Surgery soon after clinical staging of non-small cell lung cancer reduces cancer progression
Significant upstaging or reclassification to a more advanced stage due to cancer progression in non-small cell lung cancer (NSCLC) can occur with each successive week from initial clinical staging to surgery, according to data presented at the American Association for Thoracic Surgery's 98th Annual Meeting. The same study showed that early intervention after completion of clinical staging leads to increased survival rates.
Clinical staging describes the severity of a patient's cancer based on the magnitude of the primary tumor and the extent to which this cancer has spread. National Cancer Comprehensive Network (NCCN) Guidelines recommend surgery within eight weeks of completed clinical staging for NSCLC. Surgery offers a chance for cure in the approximately 15 percent of patients who are diagnosed with stage I NSCLC, but effective treatment requires accurate staging to guide effective management. Delay in surgery in clinical stage I is associated with increased upstaging and decreased survival.
"Our study evaluated the possibility of cancer upstaging using a more granular analysis, looking at the rates of upstaging for each progressive week from week one to week 12 for patients with stage I NSCLC," explains Harmik J. Soukiasian, MD, Chief, Division of Thoracic Surgery, Cedars-Sinai Health System, Los Angeles, who led the study.
Investigators examined treatment data of approximately 52,000 clinical stage I NSCLC patients undergoing surgical resection from the National Cancer Data Base (NCDB).
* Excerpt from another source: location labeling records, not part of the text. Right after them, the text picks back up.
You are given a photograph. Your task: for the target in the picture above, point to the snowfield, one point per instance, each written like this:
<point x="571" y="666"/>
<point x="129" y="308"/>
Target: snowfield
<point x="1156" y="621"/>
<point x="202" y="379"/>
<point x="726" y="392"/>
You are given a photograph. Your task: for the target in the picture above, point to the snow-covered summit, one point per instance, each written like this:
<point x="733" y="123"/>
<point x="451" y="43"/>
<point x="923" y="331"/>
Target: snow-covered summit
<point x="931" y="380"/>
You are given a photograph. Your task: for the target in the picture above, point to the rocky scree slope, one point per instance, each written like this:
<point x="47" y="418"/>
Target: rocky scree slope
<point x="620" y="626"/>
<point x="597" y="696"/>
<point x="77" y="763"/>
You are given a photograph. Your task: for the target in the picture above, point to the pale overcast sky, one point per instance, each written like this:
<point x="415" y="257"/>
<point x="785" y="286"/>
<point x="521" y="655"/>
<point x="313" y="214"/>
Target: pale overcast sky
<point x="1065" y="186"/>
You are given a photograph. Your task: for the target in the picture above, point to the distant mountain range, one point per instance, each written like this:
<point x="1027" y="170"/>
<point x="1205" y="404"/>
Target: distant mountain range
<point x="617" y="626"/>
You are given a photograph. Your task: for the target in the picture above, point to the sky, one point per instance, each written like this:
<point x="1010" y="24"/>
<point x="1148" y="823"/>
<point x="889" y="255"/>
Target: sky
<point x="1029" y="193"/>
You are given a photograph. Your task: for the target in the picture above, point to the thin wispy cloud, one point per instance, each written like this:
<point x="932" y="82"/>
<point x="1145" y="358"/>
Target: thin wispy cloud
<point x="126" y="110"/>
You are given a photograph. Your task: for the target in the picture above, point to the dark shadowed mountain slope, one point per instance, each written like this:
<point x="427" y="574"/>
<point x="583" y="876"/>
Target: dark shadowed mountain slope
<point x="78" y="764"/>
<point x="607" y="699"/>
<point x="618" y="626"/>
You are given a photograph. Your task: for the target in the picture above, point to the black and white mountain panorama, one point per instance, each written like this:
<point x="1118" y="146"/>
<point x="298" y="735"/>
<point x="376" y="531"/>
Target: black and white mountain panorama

Patients who had anatomic lobar resection and lymphadenectomy or lymph node sampling, who did not receive pre-operative chemotherapy for clinical stage I NSCLC, were analyzed and compared to their eventual pathologic staging. The rates of upstaging for stage I tumors were evaluated based on the time from completed clinical staging to surgery for the first twelve weeks. Subgroup analyses were performed for IA and IB adenocarcinoma and squamous cell carcinoma.
Results showed overall survival improves with accurate staging in clinical stage I NSCLC. There was significant cancer upstaging with each progressive week from clinical staging to surgery, with a significant increase of upstaging to stage 3A, reinforcing the need for surgery within the NCCN guideline recommendation of eight weeks or earlier.
Upstaging occurred for both adenocarcinoma and squamous cell carcinoma. Stage IA upstages at a higher rate than IB.
"An astonishing number of clinical stage I NSCLC patients upstaged to 3A disease at the time of surgery. Interestingly, a higher proportion of both clinical IA and IB patients upstaged to 3A versus 2B, suggesting a possible need for more aggressive mediastinal staging, even in early-staged patients. Although current national guidelines recommend surgery within eight weeks from diagnosis, our study demonstrates there is a benefit in doing surgery even within a week to week basis," concludes Dr. Soukiasian.